Я, смущаясь окончательно, подумал, что вот уже полутра беседую с дамой, а до сих пор не догадался представиться.
— Пригожий. — И поклонился
— Так вы русский? — спросила она на моем кровном наречии.
Выговор ее был верен и замечателен неуловимым среднеевропейским акцентом. Я онемел, ибо не рассчитывал услыхать в столь отдаленных местах язык моей родины.
— Или вы все же русит?
— О нет, мадам, руситами называют жителей здешнего княжества. Они имеют не так уж много общего с моими соотечественниками. Кровь их не только славянская. Но отчасти валашская.
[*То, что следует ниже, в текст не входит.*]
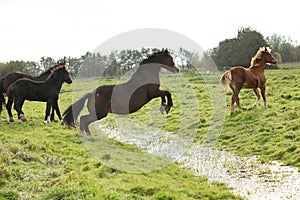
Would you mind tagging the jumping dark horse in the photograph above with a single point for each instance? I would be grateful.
(45, 91)
(252, 77)
(9, 78)
(125, 98)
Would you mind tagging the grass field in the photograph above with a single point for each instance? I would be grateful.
(51, 162)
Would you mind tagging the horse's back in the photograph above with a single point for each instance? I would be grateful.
(32, 90)
(12, 77)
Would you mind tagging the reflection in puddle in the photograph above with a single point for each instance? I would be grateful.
(247, 175)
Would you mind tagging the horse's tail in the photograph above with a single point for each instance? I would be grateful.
(2, 99)
(71, 114)
(226, 78)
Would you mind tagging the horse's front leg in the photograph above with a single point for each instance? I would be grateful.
(8, 108)
(165, 106)
(170, 102)
(47, 113)
(56, 108)
(18, 107)
(52, 114)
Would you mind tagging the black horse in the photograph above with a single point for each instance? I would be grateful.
(125, 98)
(45, 91)
(9, 78)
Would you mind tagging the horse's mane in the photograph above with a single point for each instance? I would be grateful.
(258, 54)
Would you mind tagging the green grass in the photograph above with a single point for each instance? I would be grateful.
(51, 162)
(272, 133)
(292, 65)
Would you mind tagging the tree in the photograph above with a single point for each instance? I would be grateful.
(14, 66)
(238, 50)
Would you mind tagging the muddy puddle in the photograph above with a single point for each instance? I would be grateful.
(247, 175)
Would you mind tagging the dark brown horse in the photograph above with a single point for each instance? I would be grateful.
(125, 98)
(9, 78)
(252, 77)
(45, 91)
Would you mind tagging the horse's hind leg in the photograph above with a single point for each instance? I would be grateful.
(257, 97)
(235, 98)
(18, 107)
(56, 108)
(85, 121)
(47, 113)
(263, 94)
(8, 108)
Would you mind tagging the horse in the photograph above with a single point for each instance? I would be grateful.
(125, 98)
(44, 91)
(252, 77)
(9, 78)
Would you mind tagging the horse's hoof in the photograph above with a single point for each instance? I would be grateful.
(162, 109)
(22, 118)
(11, 119)
(167, 109)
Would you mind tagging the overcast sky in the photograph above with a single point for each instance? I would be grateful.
(34, 28)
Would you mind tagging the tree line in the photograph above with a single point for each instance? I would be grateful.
(229, 52)
(240, 50)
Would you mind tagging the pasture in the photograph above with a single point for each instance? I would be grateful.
(51, 162)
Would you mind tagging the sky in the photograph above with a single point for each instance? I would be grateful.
(55, 28)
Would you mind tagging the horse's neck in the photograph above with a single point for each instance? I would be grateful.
(146, 74)
(43, 76)
(258, 65)
(56, 82)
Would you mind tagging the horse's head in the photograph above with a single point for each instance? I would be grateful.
(264, 53)
(62, 71)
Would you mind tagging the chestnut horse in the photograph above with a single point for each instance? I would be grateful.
(125, 98)
(9, 78)
(252, 77)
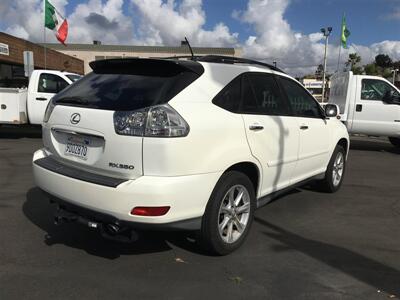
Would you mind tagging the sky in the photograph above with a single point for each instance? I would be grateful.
(286, 31)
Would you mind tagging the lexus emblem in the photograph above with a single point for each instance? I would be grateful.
(75, 118)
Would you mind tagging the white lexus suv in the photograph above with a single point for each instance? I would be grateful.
(185, 144)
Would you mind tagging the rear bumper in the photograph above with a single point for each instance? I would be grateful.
(186, 195)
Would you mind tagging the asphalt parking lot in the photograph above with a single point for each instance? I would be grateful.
(304, 245)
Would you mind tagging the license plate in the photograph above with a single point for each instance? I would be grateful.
(77, 146)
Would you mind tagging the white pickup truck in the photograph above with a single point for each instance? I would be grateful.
(369, 105)
(27, 105)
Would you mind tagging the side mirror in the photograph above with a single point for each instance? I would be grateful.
(331, 110)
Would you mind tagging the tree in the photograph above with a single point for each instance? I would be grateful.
(383, 61)
(353, 62)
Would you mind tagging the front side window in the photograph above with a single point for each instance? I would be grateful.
(50, 83)
(302, 103)
(261, 95)
(375, 89)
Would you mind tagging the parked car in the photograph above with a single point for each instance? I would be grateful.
(184, 144)
(27, 105)
(368, 105)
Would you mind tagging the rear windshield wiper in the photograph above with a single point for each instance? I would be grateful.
(71, 100)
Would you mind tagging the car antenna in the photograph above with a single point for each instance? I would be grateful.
(190, 47)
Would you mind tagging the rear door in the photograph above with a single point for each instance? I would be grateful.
(314, 139)
(272, 134)
(97, 124)
(371, 115)
(44, 89)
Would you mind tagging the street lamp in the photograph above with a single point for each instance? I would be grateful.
(326, 32)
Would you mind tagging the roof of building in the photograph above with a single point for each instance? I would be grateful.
(147, 49)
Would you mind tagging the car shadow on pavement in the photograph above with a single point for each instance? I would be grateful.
(373, 145)
(11, 132)
(367, 270)
(40, 212)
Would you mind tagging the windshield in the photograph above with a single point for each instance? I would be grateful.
(73, 77)
(124, 91)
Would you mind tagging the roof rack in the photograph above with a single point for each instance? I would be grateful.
(233, 60)
(225, 60)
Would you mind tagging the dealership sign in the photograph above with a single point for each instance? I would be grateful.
(4, 49)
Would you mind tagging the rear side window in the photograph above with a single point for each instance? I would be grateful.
(302, 104)
(50, 83)
(125, 87)
(375, 89)
(229, 97)
(261, 95)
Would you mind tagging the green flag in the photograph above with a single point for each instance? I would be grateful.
(345, 32)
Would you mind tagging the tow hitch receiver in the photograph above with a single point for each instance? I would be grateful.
(112, 231)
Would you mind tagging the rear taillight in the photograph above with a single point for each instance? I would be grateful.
(150, 211)
(155, 121)
(49, 110)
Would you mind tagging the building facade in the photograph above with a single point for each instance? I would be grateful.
(12, 60)
(96, 51)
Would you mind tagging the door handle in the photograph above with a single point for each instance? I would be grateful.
(256, 127)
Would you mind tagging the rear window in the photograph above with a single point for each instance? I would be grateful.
(125, 88)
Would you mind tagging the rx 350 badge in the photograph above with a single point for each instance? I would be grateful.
(120, 166)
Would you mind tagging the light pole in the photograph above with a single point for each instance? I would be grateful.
(394, 74)
(326, 32)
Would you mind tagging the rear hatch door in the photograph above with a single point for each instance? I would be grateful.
(80, 129)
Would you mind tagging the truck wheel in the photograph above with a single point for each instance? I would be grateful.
(229, 214)
(335, 172)
(395, 141)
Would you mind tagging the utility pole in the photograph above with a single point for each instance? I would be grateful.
(326, 32)
(394, 74)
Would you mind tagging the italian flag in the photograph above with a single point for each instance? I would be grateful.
(55, 21)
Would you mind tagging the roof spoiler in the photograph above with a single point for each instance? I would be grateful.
(146, 66)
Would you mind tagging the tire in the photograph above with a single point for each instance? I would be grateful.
(335, 172)
(219, 213)
(395, 141)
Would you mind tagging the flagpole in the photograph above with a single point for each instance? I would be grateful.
(340, 42)
(44, 33)
(340, 49)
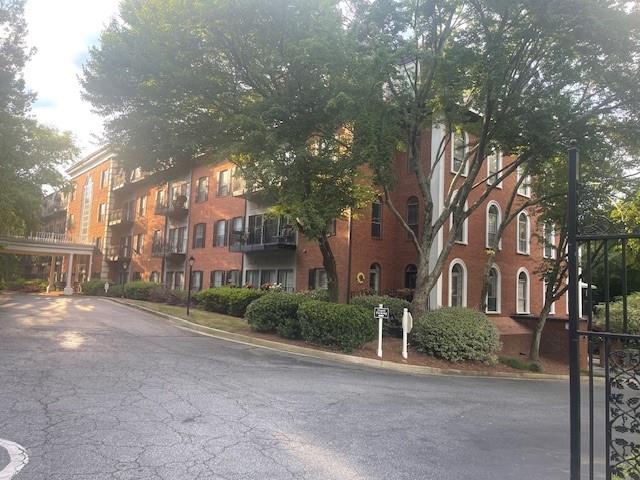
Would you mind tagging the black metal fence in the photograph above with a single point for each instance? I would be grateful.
(613, 351)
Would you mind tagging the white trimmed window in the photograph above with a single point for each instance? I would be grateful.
(457, 284)
(549, 236)
(494, 217)
(522, 292)
(494, 291)
(459, 153)
(524, 188)
(523, 234)
(494, 165)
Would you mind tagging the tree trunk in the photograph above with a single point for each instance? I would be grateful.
(534, 350)
(329, 263)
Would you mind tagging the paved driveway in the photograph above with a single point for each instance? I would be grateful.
(95, 390)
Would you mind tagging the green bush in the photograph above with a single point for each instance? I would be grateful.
(276, 312)
(139, 290)
(457, 334)
(616, 323)
(396, 308)
(333, 324)
(93, 287)
(232, 301)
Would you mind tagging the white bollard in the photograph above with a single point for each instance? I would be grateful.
(380, 333)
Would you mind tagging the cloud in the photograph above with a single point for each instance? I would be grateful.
(62, 32)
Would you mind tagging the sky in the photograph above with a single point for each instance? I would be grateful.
(62, 32)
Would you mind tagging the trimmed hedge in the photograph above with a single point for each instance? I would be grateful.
(276, 312)
(457, 334)
(232, 301)
(396, 308)
(333, 324)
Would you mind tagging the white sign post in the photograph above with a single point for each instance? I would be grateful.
(381, 313)
(407, 325)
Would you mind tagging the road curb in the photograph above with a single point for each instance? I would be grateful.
(337, 357)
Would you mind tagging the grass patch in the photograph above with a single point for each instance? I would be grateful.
(520, 364)
(207, 319)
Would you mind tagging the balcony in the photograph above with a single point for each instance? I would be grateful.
(118, 253)
(121, 218)
(178, 208)
(263, 240)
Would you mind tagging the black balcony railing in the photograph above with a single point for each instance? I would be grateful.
(121, 216)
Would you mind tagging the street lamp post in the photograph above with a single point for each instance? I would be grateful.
(125, 266)
(191, 262)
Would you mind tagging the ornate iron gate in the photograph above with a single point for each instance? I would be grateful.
(612, 349)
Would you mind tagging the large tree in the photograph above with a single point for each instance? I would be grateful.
(30, 153)
(505, 71)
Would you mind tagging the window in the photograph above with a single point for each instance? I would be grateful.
(376, 218)
(412, 215)
(252, 278)
(142, 206)
(524, 188)
(217, 278)
(549, 235)
(102, 212)
(233, 278)
(523, 291)
(139, 245)
(493, 223)
(458, 157)
(523, 233)
(196, 280)
(202, 194)
(318, 279)
(494, 165)
(374, 277)
(458, 284)
(493, 291)
(410, 276)
(220, 235)
(199, 232)
(85, 214)
(286, 280)
(223, 183)
(104, 178)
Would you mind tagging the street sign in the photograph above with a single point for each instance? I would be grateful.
(381, 312)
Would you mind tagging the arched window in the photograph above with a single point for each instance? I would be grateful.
(522, 290)
(410, 276)
(374, 277)
(459, 153)
(523, 233)
(412, 214)
(458, 284)
(493, 222)
(494, 291)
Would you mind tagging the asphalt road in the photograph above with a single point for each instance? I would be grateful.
(95, 390)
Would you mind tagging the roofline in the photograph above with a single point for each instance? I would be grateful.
(93, 159)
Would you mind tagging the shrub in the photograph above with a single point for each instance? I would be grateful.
(271, 312)
(93, 287)
(317, 294)
(232, 301)
(396, 308)
(139, 290)
(457, 334)
(616, 323)
(333, 324)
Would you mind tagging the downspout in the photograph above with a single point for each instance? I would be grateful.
(348, 282)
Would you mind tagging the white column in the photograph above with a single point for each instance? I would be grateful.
(68, 290)
(52, 272)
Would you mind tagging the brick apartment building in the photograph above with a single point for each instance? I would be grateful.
(152, 224)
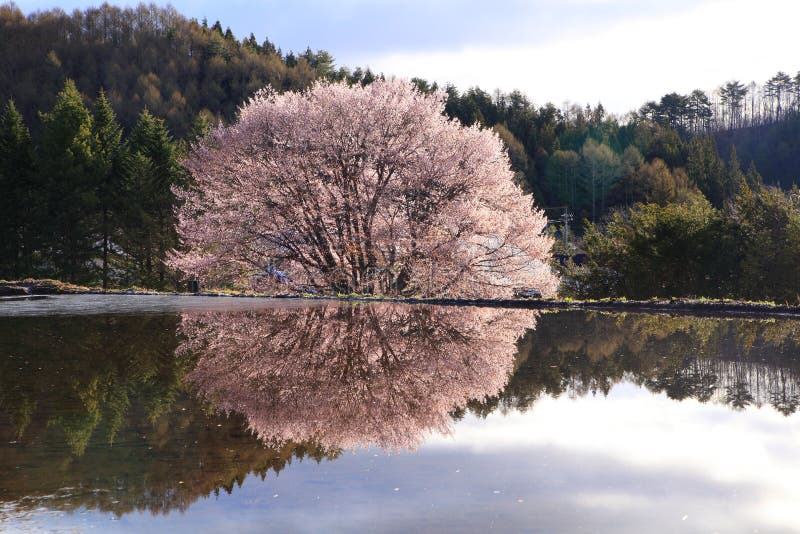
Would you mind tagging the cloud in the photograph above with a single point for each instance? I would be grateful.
(622, 64)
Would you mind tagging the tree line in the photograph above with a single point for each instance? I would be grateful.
(81, 201)
(89, 184)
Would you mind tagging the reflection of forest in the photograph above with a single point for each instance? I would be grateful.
(93, 413)
(738, 362)
(98, 411)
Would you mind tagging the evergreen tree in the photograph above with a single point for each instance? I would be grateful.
(108, 161)
(150, 227)
(707, 171)
(66, 165)
(18, 201)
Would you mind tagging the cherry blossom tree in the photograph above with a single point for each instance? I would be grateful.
(349, 376)
(368, 189)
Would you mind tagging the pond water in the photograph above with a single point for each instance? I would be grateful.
(203, 414)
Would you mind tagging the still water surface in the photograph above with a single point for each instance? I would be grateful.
(191, 414)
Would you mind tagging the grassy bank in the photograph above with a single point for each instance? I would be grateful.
(673, 305)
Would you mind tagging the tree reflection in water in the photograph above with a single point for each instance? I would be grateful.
(98, 412)
(349, 376)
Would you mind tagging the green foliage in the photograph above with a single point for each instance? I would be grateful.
(66, 164)
(769, 222)
(18, 184)
(145, 56)
(149, 222)
(658, 251)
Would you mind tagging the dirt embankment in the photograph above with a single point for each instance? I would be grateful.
(30, 287)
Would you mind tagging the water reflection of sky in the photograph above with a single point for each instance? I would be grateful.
(629, 462)
(137, 420)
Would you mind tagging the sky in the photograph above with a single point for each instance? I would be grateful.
(618, 52)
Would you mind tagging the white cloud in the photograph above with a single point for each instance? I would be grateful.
(754, 450)
(627, 63)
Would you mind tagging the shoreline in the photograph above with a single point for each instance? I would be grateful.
(35, 290)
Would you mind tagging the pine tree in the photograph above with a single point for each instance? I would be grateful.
(67, 169)
(706, 170)
(18, 201)
(108, 159)
(155, 170)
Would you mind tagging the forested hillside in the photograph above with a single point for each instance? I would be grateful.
(101, 105)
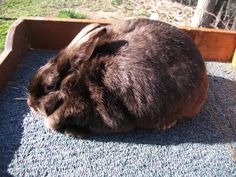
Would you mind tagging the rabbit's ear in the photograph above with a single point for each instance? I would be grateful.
(83, 45)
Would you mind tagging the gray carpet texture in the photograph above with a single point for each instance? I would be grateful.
(202, 146)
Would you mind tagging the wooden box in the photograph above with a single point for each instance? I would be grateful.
(53, 34)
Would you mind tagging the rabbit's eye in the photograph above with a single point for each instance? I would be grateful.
(50, 87)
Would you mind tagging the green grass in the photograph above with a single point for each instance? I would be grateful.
(58, 8)
(4, 26)
(70, 14)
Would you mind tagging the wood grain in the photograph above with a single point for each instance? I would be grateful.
(15, 48)
(55, 34)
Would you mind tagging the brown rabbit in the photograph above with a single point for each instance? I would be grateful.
(132, 74)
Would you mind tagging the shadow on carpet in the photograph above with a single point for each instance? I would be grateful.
(202, 146)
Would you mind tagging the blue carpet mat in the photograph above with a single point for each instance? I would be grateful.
(202, 146)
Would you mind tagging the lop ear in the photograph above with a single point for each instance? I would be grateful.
(83, 45)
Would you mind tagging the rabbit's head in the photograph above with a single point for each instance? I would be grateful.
(47, 87)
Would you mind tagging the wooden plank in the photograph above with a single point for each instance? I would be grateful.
(214, 44)
(15, 47)
(51, 33)
(234, 60)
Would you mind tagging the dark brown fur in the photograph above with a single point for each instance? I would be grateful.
(141, 74)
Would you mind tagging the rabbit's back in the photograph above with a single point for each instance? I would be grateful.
(154, 68)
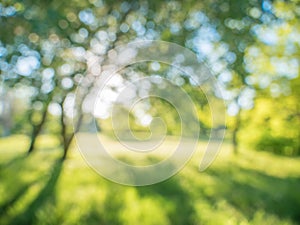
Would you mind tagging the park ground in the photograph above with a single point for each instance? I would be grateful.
(250, 188)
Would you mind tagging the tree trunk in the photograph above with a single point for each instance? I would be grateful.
(37, 129)
(235, 141)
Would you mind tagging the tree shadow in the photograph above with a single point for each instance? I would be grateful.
(22, 191)
(251, 190)
(46, 194)
(172, 191)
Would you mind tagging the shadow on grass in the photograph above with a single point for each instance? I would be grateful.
(251, 190)
(46, 194)
(172, 192)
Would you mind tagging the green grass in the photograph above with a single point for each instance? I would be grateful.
(251, 188)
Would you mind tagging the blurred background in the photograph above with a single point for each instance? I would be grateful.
(252, 48)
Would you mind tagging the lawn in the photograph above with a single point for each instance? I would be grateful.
(251, 188)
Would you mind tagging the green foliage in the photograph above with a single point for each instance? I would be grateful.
(252, 189)
(278, 145)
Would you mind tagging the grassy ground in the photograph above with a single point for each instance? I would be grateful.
(251, 188)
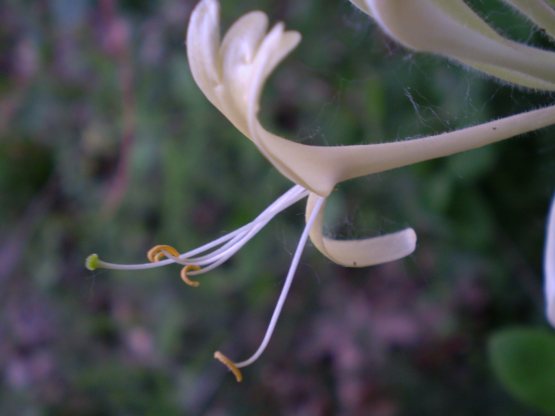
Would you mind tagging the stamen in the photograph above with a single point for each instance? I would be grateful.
(282, 296)
(157, 253)
(229, 364)
(92, 262)
(185, 278)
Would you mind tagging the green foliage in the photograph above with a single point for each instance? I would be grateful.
(524, 361)
(400, 339)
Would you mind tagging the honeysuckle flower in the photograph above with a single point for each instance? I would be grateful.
(466, 38)
(231, 73)
(549, 265)
(453, 29)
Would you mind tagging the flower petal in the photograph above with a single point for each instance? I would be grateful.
(452, 29)
(235, 89)
(363, 252)
(549, 265)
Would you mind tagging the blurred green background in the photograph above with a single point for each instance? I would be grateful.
(108, 146)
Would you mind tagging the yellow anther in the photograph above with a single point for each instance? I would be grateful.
(229, 364)
(185, 278)
(157, 253)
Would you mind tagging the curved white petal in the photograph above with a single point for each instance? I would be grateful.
(363, 252)
(549, 265)
(452, 29)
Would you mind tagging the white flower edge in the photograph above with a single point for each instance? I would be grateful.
(232, 75)
(452, 29)
(549, 265)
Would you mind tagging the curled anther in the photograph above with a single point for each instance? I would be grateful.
(157, 253)
(230, 365)
(185, 278)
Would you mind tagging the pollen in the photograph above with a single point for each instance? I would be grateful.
(230, 365)
(91, 263)
(185, 278)
(157, 253)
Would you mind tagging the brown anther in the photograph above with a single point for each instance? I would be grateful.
(229, 364)
(185, 278)
(157, 253)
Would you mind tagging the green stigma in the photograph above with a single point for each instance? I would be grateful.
(92, 262)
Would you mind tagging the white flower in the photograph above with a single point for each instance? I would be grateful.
(231, 73)
(466, 38)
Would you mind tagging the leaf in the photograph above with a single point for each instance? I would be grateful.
(523, 360)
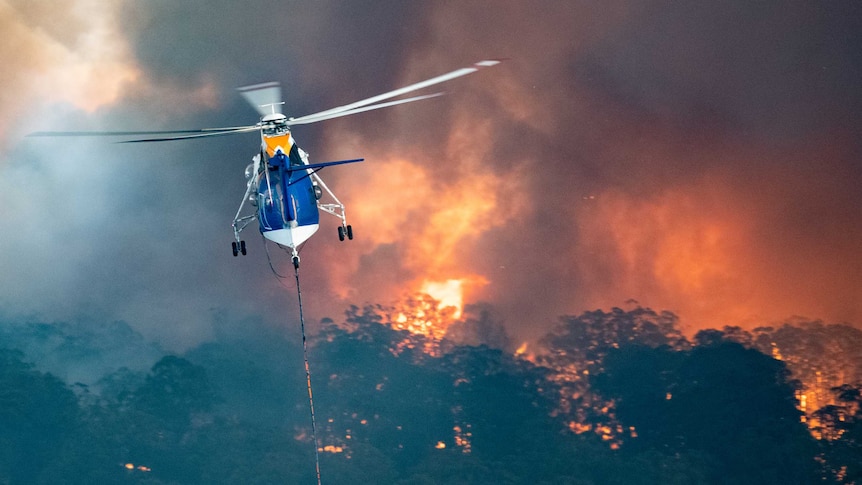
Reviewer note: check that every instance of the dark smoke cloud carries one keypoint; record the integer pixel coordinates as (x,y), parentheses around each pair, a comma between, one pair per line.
(701,158)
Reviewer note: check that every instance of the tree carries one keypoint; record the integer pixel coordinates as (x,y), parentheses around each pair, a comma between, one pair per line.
(734,404)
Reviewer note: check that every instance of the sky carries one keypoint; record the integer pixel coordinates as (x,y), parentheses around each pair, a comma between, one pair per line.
(703,159)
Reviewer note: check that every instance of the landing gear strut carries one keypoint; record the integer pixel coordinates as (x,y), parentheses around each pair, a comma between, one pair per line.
(345,231)
(238,248)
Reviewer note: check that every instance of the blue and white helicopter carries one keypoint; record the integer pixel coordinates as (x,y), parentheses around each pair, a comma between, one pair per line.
(282,185)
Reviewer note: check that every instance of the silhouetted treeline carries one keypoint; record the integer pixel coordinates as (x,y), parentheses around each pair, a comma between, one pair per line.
(617,397)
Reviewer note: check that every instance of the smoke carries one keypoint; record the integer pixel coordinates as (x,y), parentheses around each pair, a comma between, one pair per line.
(702,159)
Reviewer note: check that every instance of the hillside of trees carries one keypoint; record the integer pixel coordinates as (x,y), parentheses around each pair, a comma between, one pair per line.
(616,397)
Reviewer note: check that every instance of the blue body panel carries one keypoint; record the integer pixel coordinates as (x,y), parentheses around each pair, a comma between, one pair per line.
(292,202)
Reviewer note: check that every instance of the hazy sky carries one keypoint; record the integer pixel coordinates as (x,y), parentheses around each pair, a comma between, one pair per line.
(702,158)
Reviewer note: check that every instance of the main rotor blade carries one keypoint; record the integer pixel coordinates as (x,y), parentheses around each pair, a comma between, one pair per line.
(321,117)
(398,92)
(246,129)
(136,133)
(265,98)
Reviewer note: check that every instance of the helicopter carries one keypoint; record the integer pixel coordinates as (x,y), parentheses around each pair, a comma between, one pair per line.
(282,185)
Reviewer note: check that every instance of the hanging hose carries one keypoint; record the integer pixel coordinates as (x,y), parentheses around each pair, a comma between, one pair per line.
(307,372)
(304,353)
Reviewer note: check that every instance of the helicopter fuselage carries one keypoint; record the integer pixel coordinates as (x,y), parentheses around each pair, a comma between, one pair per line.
(286,197)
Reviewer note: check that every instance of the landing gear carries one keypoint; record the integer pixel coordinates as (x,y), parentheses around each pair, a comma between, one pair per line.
(345,231)
(238,248)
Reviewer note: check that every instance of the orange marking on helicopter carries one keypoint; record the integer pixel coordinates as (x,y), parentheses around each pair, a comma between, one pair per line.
(274,142)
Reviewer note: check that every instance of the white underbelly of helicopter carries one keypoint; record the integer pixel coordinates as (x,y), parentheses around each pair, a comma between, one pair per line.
(292,237)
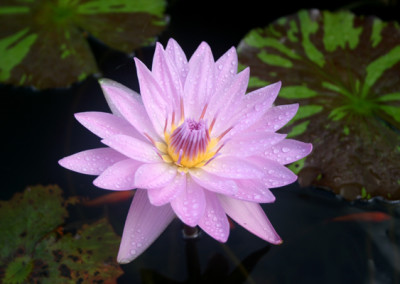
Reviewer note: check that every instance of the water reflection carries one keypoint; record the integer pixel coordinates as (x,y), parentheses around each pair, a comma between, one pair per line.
(317,248)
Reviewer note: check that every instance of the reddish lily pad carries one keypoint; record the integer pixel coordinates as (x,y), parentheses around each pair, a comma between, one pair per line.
(343,70)
(43,43)
(38,251)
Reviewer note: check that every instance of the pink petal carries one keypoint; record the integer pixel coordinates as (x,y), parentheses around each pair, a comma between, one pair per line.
(213,182)
(164,195)
(214,221)
(128,104)
(288,151)
(92,162)
(169,80)
(143,225)
(154,97)
(156,175)
(250,216)
(275,174)
(226,69)
(253,191)
(199,84)
(251,143)
(224,104)
(119,176)
(105,124)
(277,117)
(178,58)
(233,167)
(133,148)
(253,110)
(189,206)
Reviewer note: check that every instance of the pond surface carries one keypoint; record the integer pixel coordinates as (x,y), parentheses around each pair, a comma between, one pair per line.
(39,128)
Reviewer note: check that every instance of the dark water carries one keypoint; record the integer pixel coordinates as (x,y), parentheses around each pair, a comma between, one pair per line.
(38,129)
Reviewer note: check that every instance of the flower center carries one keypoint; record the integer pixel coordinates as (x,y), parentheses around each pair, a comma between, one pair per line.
(189,144)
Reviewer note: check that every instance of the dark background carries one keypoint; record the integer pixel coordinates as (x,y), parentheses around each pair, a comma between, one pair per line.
(38,127)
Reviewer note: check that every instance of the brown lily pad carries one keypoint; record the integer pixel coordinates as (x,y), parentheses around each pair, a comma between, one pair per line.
(343,70)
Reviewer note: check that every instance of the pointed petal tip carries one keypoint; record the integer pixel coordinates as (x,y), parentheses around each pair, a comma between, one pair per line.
(62,162)
(125,260)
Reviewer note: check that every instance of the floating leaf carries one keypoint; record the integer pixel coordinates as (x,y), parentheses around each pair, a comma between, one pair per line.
(344,71)
(43,43)
(35,252)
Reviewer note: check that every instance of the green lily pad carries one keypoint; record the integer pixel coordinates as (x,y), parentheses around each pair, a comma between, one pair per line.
(44,43)
(343,70)
(37,251)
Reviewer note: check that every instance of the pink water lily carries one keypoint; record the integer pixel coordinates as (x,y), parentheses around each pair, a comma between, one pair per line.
(193,144)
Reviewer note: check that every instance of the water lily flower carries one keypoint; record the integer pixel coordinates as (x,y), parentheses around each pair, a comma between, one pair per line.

— Да? — Она равнодушно подняла бровь, роясь взглядом и зеркале, что–то рассчитывая извлечь для себя важное из него.
— Впрочем, такие подробности, верно, утомительны…
— А что значит ваше имя? То, что вы хороши собой? Признаться, этот вопрос много добавил смущения моему состоянию. Но не только смущения. Опустивши голову, я сказал, что, если угодно, фамилия моя может происходить и от глагола «пригодиться», а также от малоупотребительного малороссийского слова «пригода», что значит — приключение. В общем, я не считаю возможным считать себя слишком уж ярким человеком, поскольку по матери я Серов. Я остался доволен
своей светскостью. Настолько доволен, что посмел поднять глаза и задать вопрос:
— Отчего вы находитесь одна?
Вопрос был короткий, но, еще не закончив его, я понял всю его бессмысленность. А может быть, и дерзость. Дело в том, что двор кишел слугами. Красный кафтан, по–дворницки рыча, запирал ворота. Две пары дюжих ливрей разбирали массивную кроватную раму на верхней ступеньке парадного крыльца. А внутри за распахнутыми дверями мелькали фартуки и юбки в вихре торопливого обустройства.
— Да, вы правы, одиночество — вещь скучная. Она рассеянно замолкла, и я понял с ужасом — отчасти, конечно, веселым, — что судьба моя решена. По крайней мере, на сегодняшний вечер. Отступать поздно. (Куда отступать? И почему?) Нужно было спросить себя, а я не спросил.
— Может быть, вы навестите бедную богатую вдову? Я начал торопливо и многословно благодарить.
— Вас ждут сегодня вечером. — Она была так горделива, что говорила о себе в третьем лице.
— Сегодня вечером, — повторил я, испытывая приступ характерного мужского вдохновения, слегка перевитого иронической мыслью. Точнее сказать, самоиронической. Зачем–то я нужен этой сумасбродной богачке, примеряющей вечерний туалет посреди двора. Но мне зачем–нибудь нужно это приключение? Никто никогда не отвечает себе на подобные вопросы. Кстати, я ведь уже откланиваюсь, но так и не узнал имени хозяйки. Моя мысль была тут же прочитана.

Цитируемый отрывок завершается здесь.